A PUBLIC meeting in Noosa earlier this year identified broad dissatisfaction with tenant behaviour in Airbnb rental properties.
A PUBLIC meeting in Noosa earlier this year identified broad dissatisfaction with tenant behaviour in Airbnb rental properties. Peter Gardiner

Will Queensland play follow the leader to NSW

SUNSHINE Coast unit owners would welcome tighter regulation on short-term rental through online websites, with one body corporate manager describing the practice as a major plague.

The NSW Government has announced plans to restrict short-term rentals to a maximum of 180 days a year, along with stiff penalties imposed on owners whose tenants misbehave.

Breaches of the code of conduct provisions relating principally to behaviour of tenants would trigger five-year bans from any online platform for two serious breaches within two years.

Apartment buildings could also, with a 75 per cent majority, ban online short-term rental where the owner did not live in the unit.

Bryant Body Corporate Management head Peter Bryant said he hoped Queensland followed suit saying the practice had become very unpopular with a lot of owners.

Mr Bryant said the majority of owners in one high-end 17-unit complex at Alexandra Headland wanted to prevent short-term stays but were currently powerless to do anything.

He said while existing body corporate by-laws could condition the actions of individual owners they could not prohibit them.

And he said even with the new NSW laws, achieving the 75 per cent majority to ban online short-term rental would depend entirely on the owner mix.

"Investors would not give a damn," Mr Bryant said.

Airbnb has welcomed the new NSW legislation which it sees as a model that balanced competing interests.

While the bans would be the toughest imposed globally, the 180-day cap on rental nights was among the most generous.

Owners who live in their properties would be allowed unfettered opportunity to rent them out while they were away on holidays.

Noosa Council has been wrestling with the issue following a string of complaints about the behaviour of short-term tenants.

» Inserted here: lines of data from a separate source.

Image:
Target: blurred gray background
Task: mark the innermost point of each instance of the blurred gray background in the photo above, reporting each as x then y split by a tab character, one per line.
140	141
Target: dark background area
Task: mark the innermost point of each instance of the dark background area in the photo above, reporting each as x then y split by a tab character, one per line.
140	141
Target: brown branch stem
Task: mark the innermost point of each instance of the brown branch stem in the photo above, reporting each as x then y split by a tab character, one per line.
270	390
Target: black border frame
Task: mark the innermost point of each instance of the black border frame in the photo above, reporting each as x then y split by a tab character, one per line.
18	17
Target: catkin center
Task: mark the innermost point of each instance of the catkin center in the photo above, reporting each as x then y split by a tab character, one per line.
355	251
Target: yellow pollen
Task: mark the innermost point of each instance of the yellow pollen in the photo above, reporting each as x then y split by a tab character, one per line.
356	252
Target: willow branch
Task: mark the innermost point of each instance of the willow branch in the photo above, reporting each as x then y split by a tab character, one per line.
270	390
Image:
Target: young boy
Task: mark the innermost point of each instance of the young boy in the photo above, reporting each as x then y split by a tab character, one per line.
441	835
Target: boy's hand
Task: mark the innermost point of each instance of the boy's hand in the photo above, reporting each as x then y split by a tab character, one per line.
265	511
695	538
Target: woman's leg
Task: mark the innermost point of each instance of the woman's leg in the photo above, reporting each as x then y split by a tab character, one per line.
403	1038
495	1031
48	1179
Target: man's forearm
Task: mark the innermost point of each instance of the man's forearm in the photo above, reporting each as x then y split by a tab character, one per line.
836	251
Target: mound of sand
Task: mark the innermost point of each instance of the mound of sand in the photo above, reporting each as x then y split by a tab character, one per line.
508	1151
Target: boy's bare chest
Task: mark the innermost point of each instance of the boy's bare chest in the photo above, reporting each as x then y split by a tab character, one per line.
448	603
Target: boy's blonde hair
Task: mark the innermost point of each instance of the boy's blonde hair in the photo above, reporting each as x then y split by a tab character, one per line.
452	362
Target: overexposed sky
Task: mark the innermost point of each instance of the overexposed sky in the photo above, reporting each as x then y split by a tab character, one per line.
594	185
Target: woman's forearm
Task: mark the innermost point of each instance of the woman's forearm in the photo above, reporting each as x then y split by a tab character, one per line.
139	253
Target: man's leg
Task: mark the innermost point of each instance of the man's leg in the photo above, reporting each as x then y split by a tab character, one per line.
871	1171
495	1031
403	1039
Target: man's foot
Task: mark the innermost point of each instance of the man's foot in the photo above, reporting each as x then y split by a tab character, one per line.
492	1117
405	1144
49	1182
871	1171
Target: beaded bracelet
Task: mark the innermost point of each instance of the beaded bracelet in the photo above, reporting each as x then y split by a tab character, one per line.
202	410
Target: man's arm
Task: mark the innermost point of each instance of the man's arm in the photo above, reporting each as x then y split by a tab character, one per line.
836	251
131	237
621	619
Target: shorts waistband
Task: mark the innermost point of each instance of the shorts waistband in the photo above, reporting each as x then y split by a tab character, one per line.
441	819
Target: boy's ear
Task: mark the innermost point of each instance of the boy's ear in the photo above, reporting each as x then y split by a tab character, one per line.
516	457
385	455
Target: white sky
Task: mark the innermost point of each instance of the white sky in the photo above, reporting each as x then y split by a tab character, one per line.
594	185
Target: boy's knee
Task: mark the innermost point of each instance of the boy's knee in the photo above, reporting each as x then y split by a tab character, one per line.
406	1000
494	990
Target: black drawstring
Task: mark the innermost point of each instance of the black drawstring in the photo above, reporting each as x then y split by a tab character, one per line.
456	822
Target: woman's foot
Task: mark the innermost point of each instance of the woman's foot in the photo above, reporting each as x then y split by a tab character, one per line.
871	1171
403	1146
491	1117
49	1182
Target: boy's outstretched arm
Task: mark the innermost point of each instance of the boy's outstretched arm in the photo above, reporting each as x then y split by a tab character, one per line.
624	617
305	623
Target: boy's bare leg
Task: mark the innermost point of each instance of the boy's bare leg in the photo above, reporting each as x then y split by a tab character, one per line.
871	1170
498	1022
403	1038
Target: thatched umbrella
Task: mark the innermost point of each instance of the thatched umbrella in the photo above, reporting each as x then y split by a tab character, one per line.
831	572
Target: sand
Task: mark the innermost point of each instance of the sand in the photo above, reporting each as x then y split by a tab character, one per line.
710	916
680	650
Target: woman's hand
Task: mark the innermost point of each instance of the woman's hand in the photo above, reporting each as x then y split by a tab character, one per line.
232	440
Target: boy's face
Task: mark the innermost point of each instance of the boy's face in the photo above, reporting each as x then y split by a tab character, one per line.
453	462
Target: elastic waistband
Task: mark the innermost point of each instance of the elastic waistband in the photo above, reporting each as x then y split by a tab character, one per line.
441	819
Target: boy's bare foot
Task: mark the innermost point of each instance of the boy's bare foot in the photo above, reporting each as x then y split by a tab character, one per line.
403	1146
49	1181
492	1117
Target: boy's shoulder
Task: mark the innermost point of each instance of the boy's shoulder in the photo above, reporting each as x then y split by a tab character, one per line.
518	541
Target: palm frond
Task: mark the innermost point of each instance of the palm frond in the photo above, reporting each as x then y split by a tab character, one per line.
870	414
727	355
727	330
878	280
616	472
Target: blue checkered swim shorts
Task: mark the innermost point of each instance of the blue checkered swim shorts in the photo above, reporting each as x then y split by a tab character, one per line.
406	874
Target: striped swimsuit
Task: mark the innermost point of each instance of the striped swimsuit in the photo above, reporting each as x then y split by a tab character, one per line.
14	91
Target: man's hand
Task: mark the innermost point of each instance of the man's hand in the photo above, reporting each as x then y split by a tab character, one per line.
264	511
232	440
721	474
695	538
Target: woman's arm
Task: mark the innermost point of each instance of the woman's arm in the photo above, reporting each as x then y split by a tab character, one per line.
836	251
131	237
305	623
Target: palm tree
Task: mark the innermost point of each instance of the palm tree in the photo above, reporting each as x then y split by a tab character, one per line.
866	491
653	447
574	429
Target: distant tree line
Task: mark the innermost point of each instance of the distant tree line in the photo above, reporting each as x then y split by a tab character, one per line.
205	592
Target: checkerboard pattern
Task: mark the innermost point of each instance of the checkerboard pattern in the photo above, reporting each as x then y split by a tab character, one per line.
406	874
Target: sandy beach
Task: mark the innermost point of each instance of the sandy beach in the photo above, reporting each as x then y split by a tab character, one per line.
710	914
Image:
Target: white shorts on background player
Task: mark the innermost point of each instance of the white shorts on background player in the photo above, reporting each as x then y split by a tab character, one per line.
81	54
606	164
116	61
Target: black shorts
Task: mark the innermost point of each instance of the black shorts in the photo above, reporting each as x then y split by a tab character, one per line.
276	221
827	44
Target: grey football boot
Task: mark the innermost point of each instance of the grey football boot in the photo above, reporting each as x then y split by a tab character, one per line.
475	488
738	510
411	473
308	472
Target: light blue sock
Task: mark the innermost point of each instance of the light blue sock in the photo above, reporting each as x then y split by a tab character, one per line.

Mayor Tony Wellington has claimed Airbnb produced conflicting figures about the number of listings it held in the tourism mecca.

And in a statement last month he accused it of pretending its listings were home-hosted when Deloitte Access data had found in 70 per cent of cases the home owner was not present.

"All Noosa Council wants is some transparency in the sector," Cr Wellington said.

He has called for state government legislation to force online booking sites to divulge property addresses to allow councils to effectively manage the impact that some have on the amenity of local neighbourhoods.

A Sunshine Coast Council spokesman said it was continuing to review the emerging issues arising from shared accommodation services such as Stayz and Airbnb.

"It's important to note the NSW policy derives from state level as opposed to local government," he said.

"Council recognises the role the State Government plays in ensuring a level playing field for all short-term accommodation and affordable housing requirements across all local government areas and will await the Queensland Government's reaction, if any, to the New South Wales legislation.

"The State Government has previously announced it has established an Industry Reference Group to review short-term accommodation services at a state-wide level."